Manchester United's Jadon Sancho Era Ends with Key Departures
Manchester United draw a line under the Jadon Sancho era – and much more – with a retained list that feels like the closing chapter of a costly, confused period at Old Trafford.
The club has confirmed to the Premier League that Sancho, Casemiro and Tyrell Malacia will all depart at the end of their contracts. On paper, it is a routine administrative step. In reality, it is the formal end of several big‑money bets that never truly paid off.
Sancho: a £73m riddle that never solved itself
Sancho’s exit stands out most sharply. United spent upwards of £73 million to prise him from Borussia Dortmund in 2021, convinced they were buying one of Europe’s most devastating wide forwards. They got flashes. They never got the full picture.
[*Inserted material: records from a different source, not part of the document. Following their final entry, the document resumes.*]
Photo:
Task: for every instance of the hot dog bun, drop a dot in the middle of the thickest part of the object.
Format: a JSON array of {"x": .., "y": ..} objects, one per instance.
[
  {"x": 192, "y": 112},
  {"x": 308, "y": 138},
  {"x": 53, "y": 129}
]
Across five years on the books, the 26‑year‑old managed only 12 goals and six assists in all competitions for United. For a player of his pedigree and price, those numbers tell their own story. Form deserted him, confidence drained away, and his relationship with previous management fractured. The move became less a marquee signing and more a running saga.
United’s statement tried to frame his time with a touch of dignity: Sancho, it noted, arrived in 2021, played 83 times, and was part of the 2023 Carabao Cup‑winning side before returning to Borussia Dortmund on loan. Temporary switches to Chelsea and Aston Villa followed as the club searched for solutions and Sancho searched for himself.
The polite words from the boardroom could not drown out the harsher verdicts from the outside. Former United striker Louis Saha branded Sancho “the most disappointing signing in Manchester United history,” a brutal line that captured the sense of bafflement around his Old Trafford spell. Saha spoke of a “mystery”: how a player who dazzled in the Bundesliga could look so diminished in England.
He went further, lamenting the chances that slipped away. Injuries curtailed Saha’s own career; he made no secret of his envy at the volume of games Sancho had been fit to play. With that level of talent, Saha argued, Old Trafford should have been a stage, not a struggle. Instead, he saw “all those games wasted.”
Dortmund door opens again
Sancho’s reputation, though, has not collapsed everywhere. In Germany, he remains a prized asset. Reports indicate he is open to a third spell at Borussia Dortmund as he tries to reignite a career that stalled the moment he left Signal Iduna Park in 2021. Head coach Niko Kovac has, according to those reports, already given the green light for a deal.
It is no mystery why Dortmund would welcome him again. In his first stint there, Sancho produced 114 goal involvements in just 137 matches, a staggering output that made him one of the hottest properties in Europe. He returned on loan in 2024 and helped drive Dortmund all the way to the Champions League final at Wembley, a reminder of the player he can still be when the environment fits.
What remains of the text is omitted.